This book represents a major achievement, that should shake up anthropology and, indeed, is doing a fair amount of shaking already. It is part of an "ontological turn" in the field, basically a return to the old practice of looking seriously at what traditional, and modern, groups of people think about the world--what exists, what "persons" are, what "others" are, how the world works. This line of research goes back to the beginnings of anthropology, and was developed especially by Paul Radin and Irving Hallowell in the early 20th century, but was in eclipse in the 1990s due to the "postmodern" movement, which adulated French and German thinkers to the point of ignoring the views of local subjects (a bit of racism and neo-colonialism, by the way). Of course, Descola is a major French thinker too, but unlike the Derridas and Lacans he takes seriously the views of people in other societies. The "ontological turn" has come up from South America, and has generally been a province of South American anthropologists--Gerardo Reichel-Dolmatoff foreshadowed it, and more recently Eduardo Viveiros de Castro, Mario Blaser, Eduardo Kohn, and others have adopted it, with Arturo Escobar developing a rather related political-ecological view. Descola has worked in Amazonia for decades, and become very much a part of the South American ethnographic scene.
This book lays out four general classes of ontology. Animism considers animals and plants to be consubstantial with us humans in interiority (soul, essence, intangible personhood) but different in physical appearance--though that may be merely a skin donned for convenience (salmon are human in appearance when back under the sea). Totemism, found largely in Australia, sees deep bonds in both interiority and physical aspect between people and nonhumans around them. Analogism sees life-forms (including different types and groups of people) as quite different in both aspects, but tied together by webs of interaction--often of interacting essences, like the qi of Chinese thought. Naturism sees humans as sharply cut off from "nature" in interiority but subject to the same physical laws: only humans have souls (Descartes) or, in the modern version, only humans have language (Chomsky), yet we evolved from animals and share most genes with them. It will not have escaped the anthropological reader that animism and totemism go with hunting-gathering and horticultural societies, analogism with tributary agrarian states, and naturism with the modern industrial world, but Descola does not make much of this (though he does not ignore it). A Weberian would say that analogism follows from the first disenchantment, when priests and kings took over religion, and naturism from a later disenchantment, when humans became self-consciously dependent on machines and capital, cut off from nature (however defined). Descola is no Weberian, but there seems to be some influence here.
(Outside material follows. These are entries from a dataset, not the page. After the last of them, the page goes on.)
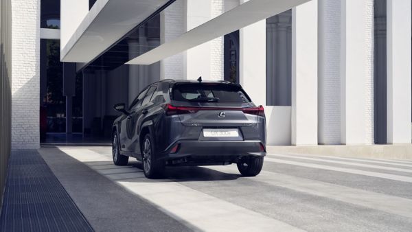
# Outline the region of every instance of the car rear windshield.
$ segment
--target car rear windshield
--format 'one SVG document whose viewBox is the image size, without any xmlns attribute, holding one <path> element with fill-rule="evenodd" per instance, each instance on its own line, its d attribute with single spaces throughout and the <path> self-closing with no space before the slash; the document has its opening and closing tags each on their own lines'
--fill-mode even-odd
<svg viewBox="0 0 412 232">
<path fill-rule="evenodd" d="M 174 100 L 181 102 L 250 102 L 240 86 L 227 84 L 180 84 L 173 88 L 172 95 Z"/>
</svg>

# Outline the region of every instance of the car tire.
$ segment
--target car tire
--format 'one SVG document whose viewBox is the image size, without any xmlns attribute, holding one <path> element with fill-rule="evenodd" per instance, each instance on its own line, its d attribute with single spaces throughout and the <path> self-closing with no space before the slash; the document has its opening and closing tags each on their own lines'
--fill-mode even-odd
<svg viewBox="0 0 412 232">
<path fill-rule="evenodd" d="M 113 133 L 112 139 L 112 155 L 113 157 L 113 163 L 115 165 L 124 166 L 127 165 L 128 156 L 120 154 L 120 144 L 119 143 L 119 138 L 117 132 Z"/>
<path fill-rule="evenodd" d="M 263 167 L 263 157 L 244 157 L 237 163 L 238 170 L 244 176 L 255 176 Z"/>
<path fill-rule="evenodd" d="M 147 134 L 141 143 L 143 172 L 146 178 L 156 178 L 164 172 L 165 164 L 156 160 L 157 152 L 152 135 Z"/>
</svg>

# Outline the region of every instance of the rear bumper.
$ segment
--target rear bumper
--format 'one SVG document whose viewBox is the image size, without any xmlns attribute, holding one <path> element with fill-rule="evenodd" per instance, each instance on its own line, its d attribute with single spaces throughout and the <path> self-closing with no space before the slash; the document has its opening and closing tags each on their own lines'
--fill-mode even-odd
<svg viewBox="0 0 412 232">
<path fill-rule="evenodd" d="M 176 153 L 170 151 L 176 144 Z M 266 151 L 262 152 L 260 141 L 204 141 L 198 140 L 179 141 L 169 146 L 165 152 L 159 154 L 158 159 L 178 161 L 176 163 L 190 165 L 219 165 L 223 163 L 236 163 L 242 156 L 264 156 Z M 229 163 L 227 163 L 229 164 Z"/>
</svg>

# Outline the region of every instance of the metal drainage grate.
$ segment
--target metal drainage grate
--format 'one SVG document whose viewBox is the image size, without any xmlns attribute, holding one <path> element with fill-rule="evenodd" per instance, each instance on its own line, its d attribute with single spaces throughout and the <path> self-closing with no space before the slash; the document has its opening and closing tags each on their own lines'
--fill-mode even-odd
<svg viewBox="0 0 412 232">
<path fill-rule="evenodd" d="M 36 150 L 10 154 L 0 231 L 93 231 Z"/>
</svg>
Descola is a Levi-Strauss student and a structuralist, and this leads him to a rather black and white view of the world. I find it awfully hard to see these four things as watertight compartments. Perhaps he meant them only as ideal types (Weber again!), but if so he is remarkably silent about it. I can't see them that way, largely because I have done research in societies that substantially mix them up. In local Chinese minority communities, Maya communities, and some Northwest Coast communities, various things that Descola considers hallmarks of animism and analogism mix freely, with some naturism now added by modernizing influences. At some point, shamanism probably transformed into analogism in Mexico, and almost certainly did in ancient China and elsewhere; what did the transition look like? (We have some documents from China that actually tell us something about that.)
Unlike Levi-Strauss, Descola does not consider aesthetic phenomena. This is a major cost. Groups such as the Australian Aboriginals and the Northwest Coast First Nations do a great deal of their communicating through arts. Ignoring that as cost Descola such insights as the incredible importance of "country" (mythologized, totemically rich landscape) for the Australians. Considering that would likely have changed his views on totemism. Analogistic societies are almost all rich in art (and that can't be mere coincidence), and there again they look less atomistic and differentiating when they are expressing their worldviews in arts. One can imagine a quite different take on ontologies derived from study of expressive forms rather than simply from stated worldviews.
That being said, this book is not only a major achievement, but a desperately needed reactivation of anthropologists' traditional concern with what traditional small-scale societies actually say and teach about the world. Descola restricts his application of it to the last page, but there he states emphatically that some concern for basic worldviews has to be part of saving the planet; obviously, naturism can't last.